Total Time: 35 mins.
Servings: 2 people

Ingredients
• ¼ cup palm oil
• 500 g spinach
• 300 g collard greens
• Salt to taste
• Two bouillon cubes
• Two fillets smoked haddock
• One cup mixed seafood
• One tablespoon locust beans
• Two Onions
• One cup dried fish (shawa)
• Two Red bell peppers
• One Scotch bonnet pepper
• Two tablespoons ground crayfish

Method
1. Before you boil the dried fish, soak it in water for a couple of hours.
2. In a large basin, wash the vegetables several times to remove any traces of sand or dirt. Throw away the woody stem of the collard greens. Prepare the two veggies by slicing them very thinly.
3. Remove the dirt and debris from the locust beans and set them aside. You should also chop an onion and set it aside.
4. Wash the peppers and cut off the stalk. Coarsely chop the remaining onion and add it to the food processor along with the bell peppers and scotch bonnet peppers.
5. Put the palm oil on low heat for 30 seconds, and then add the chopped onions. When adding the locust beans, wait until the onions have turned brown.
6. After about 2 minutes of stirring, throw in the pureed peppers and onions. Throw in some bouillon cubes and some rehydrated dry salmon. Keep covered and simmer for 30 minutes on medium heat, checking and stirring occasionally.

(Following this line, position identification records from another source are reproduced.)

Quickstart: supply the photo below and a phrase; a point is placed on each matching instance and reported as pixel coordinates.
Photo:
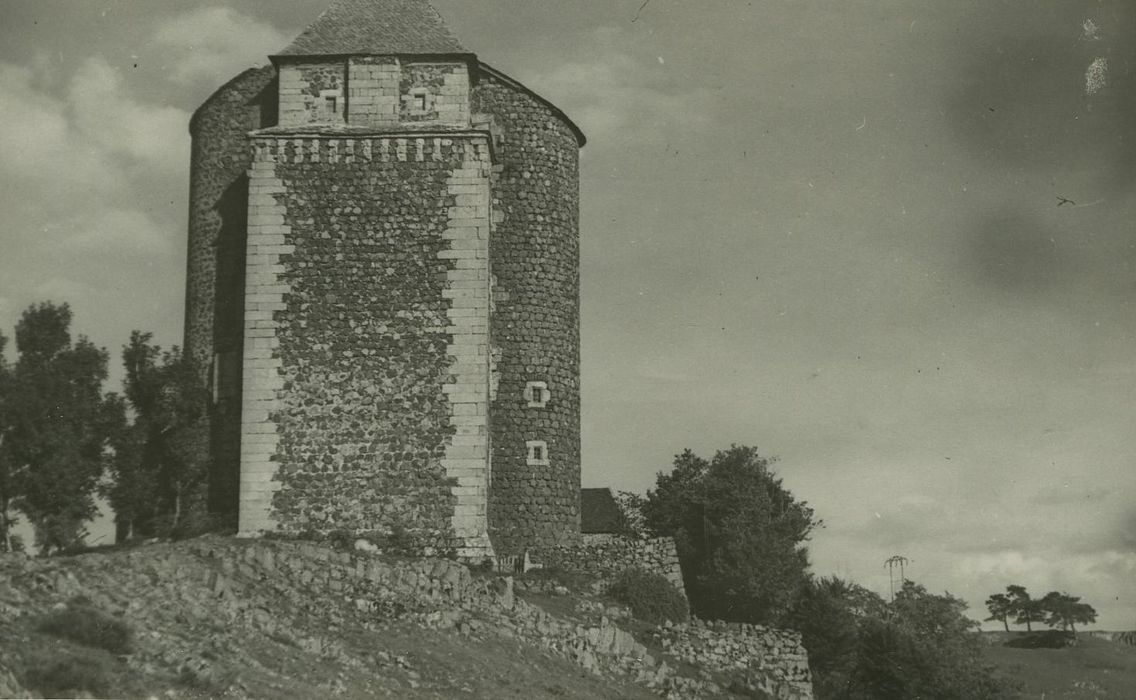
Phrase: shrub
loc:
(84, 624)
(56, 674)
(650, 597)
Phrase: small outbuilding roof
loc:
(599, 514)
(376, 27)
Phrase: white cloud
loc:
(122, 231)
(81, 159)
(42, 152)
(612, 91)
(107, 116)
(214, 43)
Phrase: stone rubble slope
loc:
(188, 601)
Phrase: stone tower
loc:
(383, 290)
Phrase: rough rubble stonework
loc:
(383, 257)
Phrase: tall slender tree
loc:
(1000, 607)
(7, 464)
(1025, 609)
(56, 425)
(158, 475)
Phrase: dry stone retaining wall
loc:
(767, 659)
(604, 557)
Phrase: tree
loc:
(925, 648)
(1000, 607)
(1067, 611)
(828, 614)
(919, 646)
(1025, 609)
(56, 425)
(740, 534)
(7, 464)
(158, 476)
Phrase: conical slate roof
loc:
(376, 27)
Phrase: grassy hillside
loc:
(1093, 668)
(220, 617)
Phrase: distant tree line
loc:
(742, 542)
(1053, 609)
(64, 440)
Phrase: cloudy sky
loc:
(830, 228)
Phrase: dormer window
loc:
(537, 453)
(536, 394)
(418, 102)
(330, 106)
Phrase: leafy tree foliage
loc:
(740, 533)
(1066, 611)
(158, 476)
(919, 646)
(1054, 609)
(7, 464)
(1026, 610)
(827, 614)
(56, 423)
(1000, 607)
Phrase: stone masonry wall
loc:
(604, 557)
(435, 92)
(373, 90)
(366, 360)
(214, 290)
(771, 661)
(535, 321)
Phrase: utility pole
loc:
(891, 564)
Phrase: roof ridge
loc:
(376, 27)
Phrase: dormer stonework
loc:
(381, 92)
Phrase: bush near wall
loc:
(650, 597)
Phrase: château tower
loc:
(383, 290)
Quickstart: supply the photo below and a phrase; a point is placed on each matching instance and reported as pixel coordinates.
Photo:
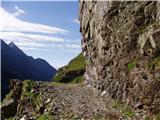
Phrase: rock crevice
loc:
(121, 45)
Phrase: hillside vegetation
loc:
(73, 72)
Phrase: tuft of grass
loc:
(128, 112)
(157, 116)
(131, 65)
(27, 93)
(155, 63)
(77, 64)
(46, 116)
(116, 104)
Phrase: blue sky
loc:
(48, 30)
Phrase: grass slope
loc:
(73, 72)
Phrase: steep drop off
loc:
(16, 64)
(121, 44)
(73, 72)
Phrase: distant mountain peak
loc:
(11, 44)
(16, 48)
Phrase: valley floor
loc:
(54, 101)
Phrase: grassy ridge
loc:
(66, 73)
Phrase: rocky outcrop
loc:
(121, 44)
(10, 104)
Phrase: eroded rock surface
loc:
(121, 44)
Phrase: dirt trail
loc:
(69, 102)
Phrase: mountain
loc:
(16, 64)
(73, 72)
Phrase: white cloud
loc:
(33, 36)
(15, 36)
(76, 21)
(18, 11)
(76, 46)
(13, 24)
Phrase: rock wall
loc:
(121, 44)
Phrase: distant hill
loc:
(15, 64)
(73, 72)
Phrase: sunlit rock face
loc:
(121, 44)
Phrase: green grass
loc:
(155, 63)
(78, 63)
(131, 65)
(27, 93)
(46, 116)
(157, 116)
(128, 112)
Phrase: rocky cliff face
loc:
(121, 43)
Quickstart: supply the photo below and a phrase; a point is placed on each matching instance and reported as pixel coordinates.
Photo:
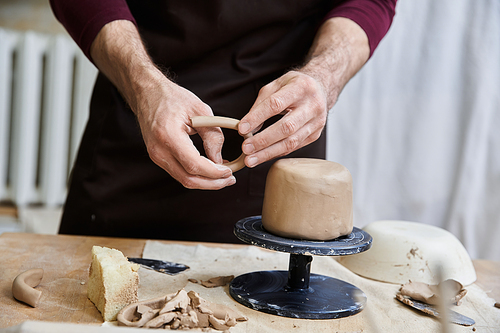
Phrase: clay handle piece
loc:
(224, 122)
(23, 287)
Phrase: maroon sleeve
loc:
(84, 19)
(373, 16)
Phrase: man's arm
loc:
(163, 109)
(339, 50)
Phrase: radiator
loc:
(45, 87)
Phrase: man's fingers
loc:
(273, 101)
(213, 140)
(284, 128)
(301, 138)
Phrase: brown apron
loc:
(224, 52)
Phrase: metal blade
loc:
(455, 317)
(167, 267)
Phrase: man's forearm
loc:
(119, 53)
(338, 52)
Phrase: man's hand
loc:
(304, 102)
(163, 109)
(338, 52)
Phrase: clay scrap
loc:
(23, 287)
(218, 281)
(182, 310)
(430, 293)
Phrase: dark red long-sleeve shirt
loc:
(84, 19)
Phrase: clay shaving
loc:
(430, 293)
(218, 281)
(23, 286)
(182, 310)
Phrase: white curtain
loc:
(419, 125)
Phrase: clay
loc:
(430, 293)
(178, 302)
(308, 199)
(218, 281)
(224, 122)
(181, 310)
(23, 287)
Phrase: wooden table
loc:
(66, 259)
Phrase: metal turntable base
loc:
(297, 293)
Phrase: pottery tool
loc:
(297, 293)
(167, 267)
(453, 316)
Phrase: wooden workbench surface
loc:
(66, 259)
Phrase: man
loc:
(278, 65)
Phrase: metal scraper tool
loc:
(167, 267)
(454, 317)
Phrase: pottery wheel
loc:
(297, 293)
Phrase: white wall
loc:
(418, 127)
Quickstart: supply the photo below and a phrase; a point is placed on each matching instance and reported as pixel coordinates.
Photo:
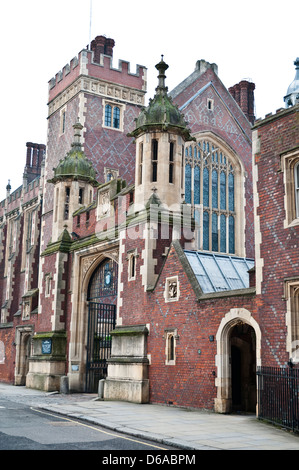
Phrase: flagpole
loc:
(90, 20)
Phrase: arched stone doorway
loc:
(23, 349)
(243, 367)
(101, 301)
(238, 355)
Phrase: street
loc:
(23, 427)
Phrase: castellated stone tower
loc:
(74, 180)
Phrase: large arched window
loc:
(297, 188)
(210, 186)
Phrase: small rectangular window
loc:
(171, 162)
(171, 338)
(81, 196)
(154, 160)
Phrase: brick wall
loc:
(277, 135)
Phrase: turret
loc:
(74, 180)
(292, 96)
(160, 134)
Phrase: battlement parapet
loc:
(95, 64)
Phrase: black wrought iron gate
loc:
(101, 320)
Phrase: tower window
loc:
(140, 162)
(132, 258)
(154, 160)
(171, 338)
(297, 188)
(112, 117)
(171, 162)
(66, 203)
(81, 196)
(210, 104)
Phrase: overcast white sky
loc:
(256, 40)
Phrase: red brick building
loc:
(153, 241)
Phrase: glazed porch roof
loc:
(217, 273)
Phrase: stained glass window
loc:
(231, 234)
(188, 184)
(222, 190)
(212, 174)
(297, 188)
(206, 185)
(214, 232)
(214, 189)
(116, 117)
(223, 233)
(112, 116)
(206, 230)
(197, 185)
(231, 192)
(108, 114)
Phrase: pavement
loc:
(183, 428)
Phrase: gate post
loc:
(127, 378)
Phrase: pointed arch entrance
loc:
(238, 355)
(102, 301)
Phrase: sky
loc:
(256, 40)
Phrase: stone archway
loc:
(84, 268)
(23, 348)
(238, 354)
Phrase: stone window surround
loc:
(168, 282)
(239, 186)
(171, 337)
(291, 292)
(114, 104)
(288, 163)
(132, 257)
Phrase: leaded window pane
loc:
(214, 232)
(206, 196)
(197, 185)
(210, 181)
(116, 117)
(214, 189)
(108, 113)
(206, 231)
(231, 234)
(188, 184)
(231, 192)
(223, 233)
(222, 191)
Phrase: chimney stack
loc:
(243, 94)
(102, 45)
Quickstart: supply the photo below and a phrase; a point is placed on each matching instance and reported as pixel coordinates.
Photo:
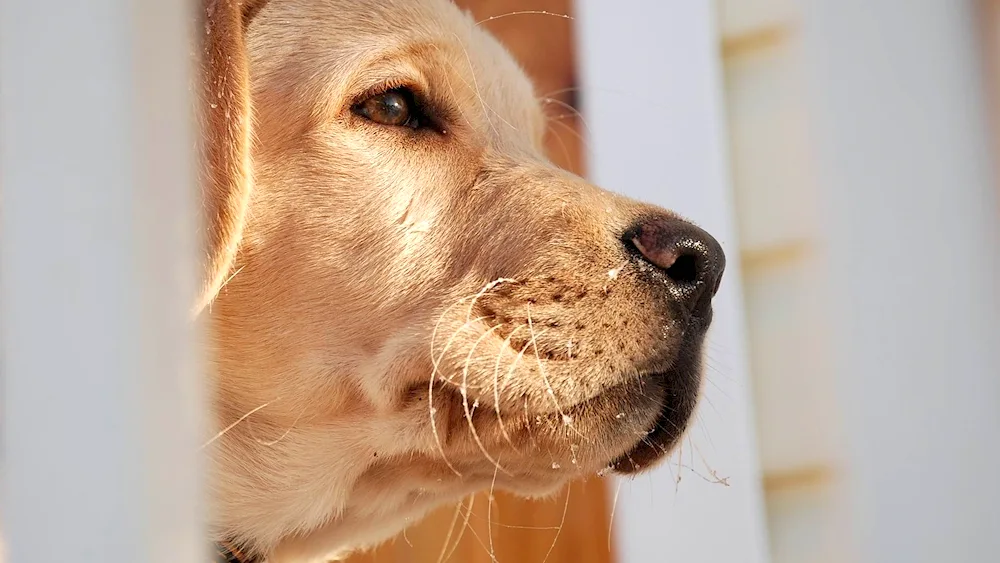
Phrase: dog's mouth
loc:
(680, 387)
(665, 432)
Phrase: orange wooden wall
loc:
(574, 526)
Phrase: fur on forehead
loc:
(331, 53)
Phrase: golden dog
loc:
(405, 301)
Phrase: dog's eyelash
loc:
(418, 116)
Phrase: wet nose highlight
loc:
(691, 260)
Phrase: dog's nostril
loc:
(690, 258)
(684, 269)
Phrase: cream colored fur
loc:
(410, 314)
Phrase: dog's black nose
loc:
(690, 260)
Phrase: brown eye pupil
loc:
(389, 108)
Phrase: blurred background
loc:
(844, 153)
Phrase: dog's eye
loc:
(394, 107)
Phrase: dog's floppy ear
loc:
(226, 172)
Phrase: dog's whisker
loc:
(475, 84)
(566, 419)
(432, 410)
(611, 519)
(573, 111)
(451, 532)
(270, 443)
(464, 391)
(486, 289)
(562, 523)
(233, 425)
(525, 13)
(496, 385)
(489, 516)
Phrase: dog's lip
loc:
(665, 431)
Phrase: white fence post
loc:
(652, 98)
(101, 398)
(911, 225)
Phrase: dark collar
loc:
(227, 553)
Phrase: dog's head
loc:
(421, 304)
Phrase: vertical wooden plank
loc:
(912, 232)
(100, 399)
(652, 93)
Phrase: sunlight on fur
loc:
(407, 302)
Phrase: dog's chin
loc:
(680, 386)
(666, 430)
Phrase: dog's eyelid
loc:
(423, 116)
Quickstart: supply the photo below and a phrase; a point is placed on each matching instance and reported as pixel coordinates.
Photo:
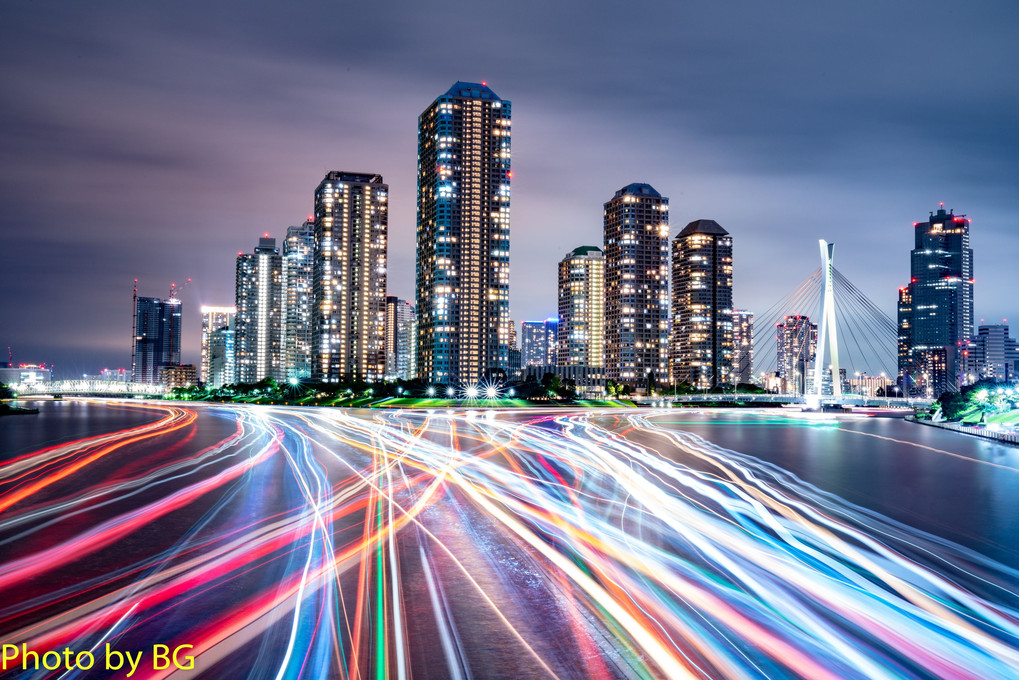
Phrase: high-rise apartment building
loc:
(581, 338)
(702, 305)
(299, 266)
(935, 308)
(990, 355)
(258, 324)
(157, 337)
(743, 345)
(221, 358)
(213, 319)
(463, 286)
(350, 280)
(538, 340)
(797, 346)
(636, 231)
(400, 340)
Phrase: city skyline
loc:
(730, 168)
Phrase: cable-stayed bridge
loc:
(825, 327)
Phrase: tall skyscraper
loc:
(400, 340)
(258, 325)
(636, 229)
(797, 345)
(538, 343)
(581, 338)
(702, 305)
(352, 221)
(157, 337)
(935, 308)
(213, 318)
(463, 285)
(299, 265)
(743, 345)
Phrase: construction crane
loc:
(174, 291)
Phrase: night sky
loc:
(154, 141)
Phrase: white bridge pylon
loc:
(827, 330)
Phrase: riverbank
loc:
(8, 410)
(1006, 437)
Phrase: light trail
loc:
(320, 542)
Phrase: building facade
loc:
(935, 308)
(796, 347)
(990, 355)
(178, 375)
(743, 345)
(636, 252)
(352, 220)
(581, 340)
(538, 343)
(400, 340)
(222, 362)
(213, 318)
(157, 337)
(701, 345)
(463, 263)
(258, 324)
(299, 267)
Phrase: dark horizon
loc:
(154, 143)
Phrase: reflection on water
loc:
(288, 542)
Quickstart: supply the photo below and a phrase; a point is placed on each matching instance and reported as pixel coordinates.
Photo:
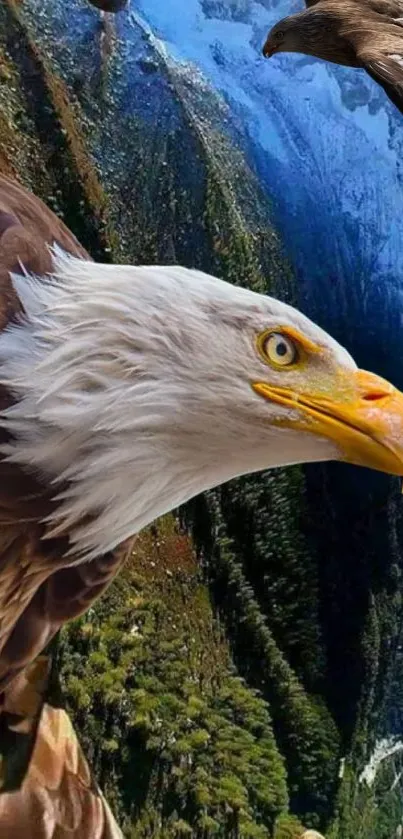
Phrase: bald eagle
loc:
(126, 390)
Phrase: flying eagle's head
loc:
(284, 36)
(312, 32)
(137, 387)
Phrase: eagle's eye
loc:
(279, 349)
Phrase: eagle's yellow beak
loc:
(364, 418)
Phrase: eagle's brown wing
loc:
(59, 798)
(380, 53)
(39, 589)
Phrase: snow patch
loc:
(384, 749)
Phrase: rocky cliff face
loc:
(160, 135)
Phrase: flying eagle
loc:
(356, 33)
(126, 390)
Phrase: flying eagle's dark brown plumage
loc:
(356, 33)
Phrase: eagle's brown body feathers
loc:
(356, 33)
(39, 590)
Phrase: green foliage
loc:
(161, 709)
(304, 728)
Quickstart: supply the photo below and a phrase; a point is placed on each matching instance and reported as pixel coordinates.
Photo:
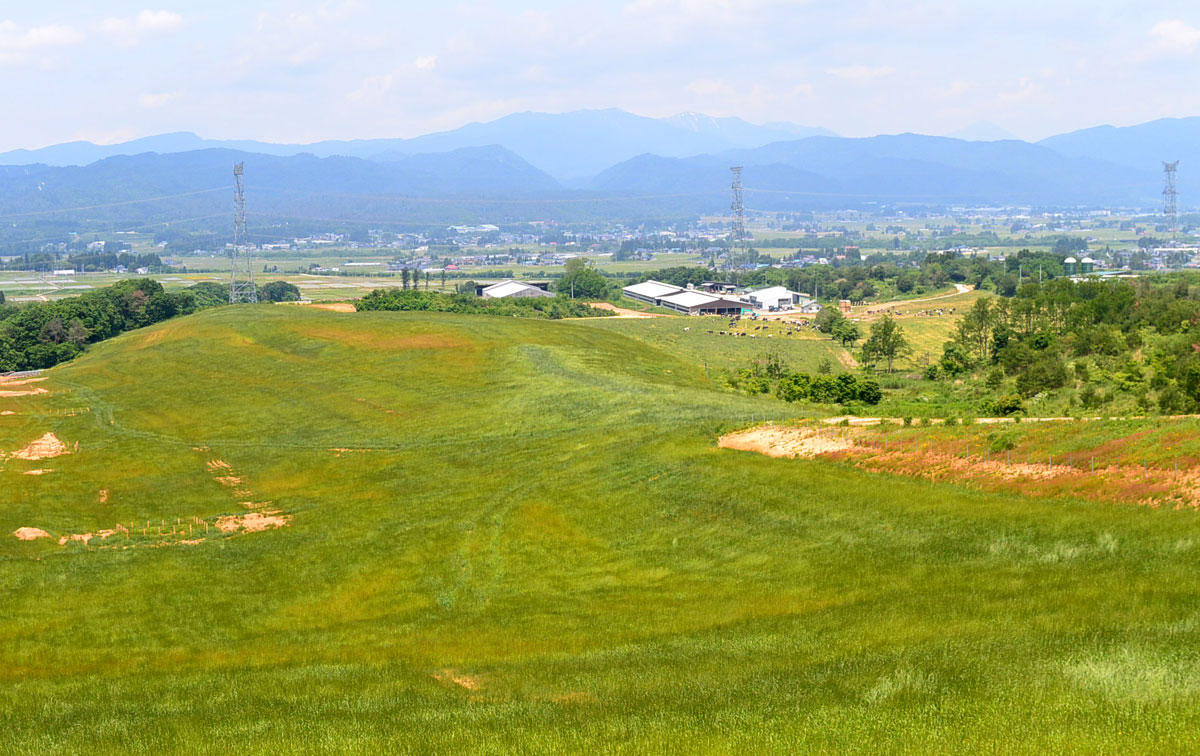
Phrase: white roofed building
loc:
(774, 298)
(699, 303)
(651, 292)
(505, 289)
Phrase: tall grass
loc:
(540, 509)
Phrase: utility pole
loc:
(738, 235)
(1170, 198)
(241, 269)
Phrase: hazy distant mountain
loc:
(567, 145)
(738, 133)
(1144, 147)
(330, 187)
(982, 131)
(580, 144)
(904, 168)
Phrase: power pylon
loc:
(738, 235)
(241, 275)
(1171, 198)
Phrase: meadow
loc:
(515, 537)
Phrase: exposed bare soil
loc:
(1129, 485)
(45, 448)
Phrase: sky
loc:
(307, 70)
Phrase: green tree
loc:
(77, 333)
(886, 342)
(846, 331)
(279, 292)
(828, 318)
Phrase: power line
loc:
(241, 269)
(1171, 197)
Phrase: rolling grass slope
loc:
(520, 537)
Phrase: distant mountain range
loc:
(571, 147)
(594, 165)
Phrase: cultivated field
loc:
(336, 532)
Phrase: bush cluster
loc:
(41, 335)
(768, 375)
(552, 307)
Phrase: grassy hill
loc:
(503, 535)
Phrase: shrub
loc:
(1006, 406)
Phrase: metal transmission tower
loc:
(1171, 198)
(241, 276)
(738, 235)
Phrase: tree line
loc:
(552, 307)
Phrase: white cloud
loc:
(157, 100)
(12, 39)
(372, 87)
(858, 73)
(129, 31)
(709, 88)
(1175, 36)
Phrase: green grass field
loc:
(517, 537)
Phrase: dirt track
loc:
(624, 313)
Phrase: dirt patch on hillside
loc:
(457, 678)
(19, 382)
(19, 393)
(377, 341)
(335, 306)
(45, 448)
(253, 522)
(625, 313)
(965, 465)
(777, 442)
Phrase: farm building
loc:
(505, 289)
(775, 298)
(651, 292)
(687, 301)
(697, 303)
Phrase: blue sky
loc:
(309, 70)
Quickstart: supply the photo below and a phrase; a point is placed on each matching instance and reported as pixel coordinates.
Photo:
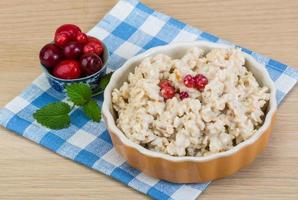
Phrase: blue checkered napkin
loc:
(128, 29)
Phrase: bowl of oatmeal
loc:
(190, 112)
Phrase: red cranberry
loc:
(81, 38)
(90, 64)
(67, 69)
(61, 39)
(73, 50)
(50, 55)
(189, 81)
(183, 95)
(71, 29)
(93, 46)
(200, 81)
(65, 34)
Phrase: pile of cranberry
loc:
(73, 54)
(168, 91)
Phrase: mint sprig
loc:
(56, 115)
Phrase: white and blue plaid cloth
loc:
(128, 29)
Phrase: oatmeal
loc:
(198, 105)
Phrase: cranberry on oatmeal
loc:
(201, 104)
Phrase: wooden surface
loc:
(28, 171)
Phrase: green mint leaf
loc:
(54, 116)
(92, 110)
(104, 81)
(79, 93)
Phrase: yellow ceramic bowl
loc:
(188, 169)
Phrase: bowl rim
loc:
(118, 73)
(45, 70)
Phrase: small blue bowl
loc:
(93, 80)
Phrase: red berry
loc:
(71, 29)
(183, 95)
(67, 69)
(61, 39)
(200, 81)
(90, 64)
(93, 46)
(65, 34)
(50, 55)
(81, 38)
(73, 50)
(189, 81)
(164, 83)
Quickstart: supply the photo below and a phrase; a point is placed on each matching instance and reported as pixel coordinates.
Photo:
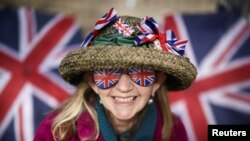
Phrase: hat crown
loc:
(131, 21)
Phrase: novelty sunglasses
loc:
(106, 78)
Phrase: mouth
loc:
(124, 100)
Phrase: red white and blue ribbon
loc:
(123, 28)
(174, 45)
(151, 32)
(102, 22)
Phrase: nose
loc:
(124, 84)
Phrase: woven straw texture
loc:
(180, 71)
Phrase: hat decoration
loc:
(127, 42)
(102, 22)
(151, 32)
(149, 28)
(123, 28)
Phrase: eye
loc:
(142, 76)
(106, 78)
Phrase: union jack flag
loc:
(142, 76)
(219, 46)
(31, 46)
(105, 78)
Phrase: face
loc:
(125, 97)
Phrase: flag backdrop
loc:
(219, 46)
(31, 46)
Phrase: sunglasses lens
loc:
(141, 76)
(106, 78)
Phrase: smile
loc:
(124, 99)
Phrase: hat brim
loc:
(180, 71)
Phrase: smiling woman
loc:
(122, 72)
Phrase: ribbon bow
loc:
(151, 32)
(174, 45)
(102, 22)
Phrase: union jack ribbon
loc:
(168, 42)
(102, 22)
(151, 31)
(123, 28)
(174, 45)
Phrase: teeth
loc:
(124, 100)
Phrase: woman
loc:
(122, 73)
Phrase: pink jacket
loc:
(85, 127)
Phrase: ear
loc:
(160, 78)
(88, 78)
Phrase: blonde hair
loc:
(63, 126)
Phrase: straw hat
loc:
(121, 43)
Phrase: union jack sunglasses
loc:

7. Sliced collard greens should be added to the sauce along with smoked haddock, ground crayfish, and some salt. Cook for 10 minutes with the lid on before adding the spinach and the mixed fish.
8. Cook for at least 5 minutes with the cover back on the pan. Using a wooden spoon, combine the ingredients thoroughly, then test for seasoning. If more is needed, add it, cover the pot, and continue simmering for five more minutes.
9. Remove from heat, serve, and enjoy.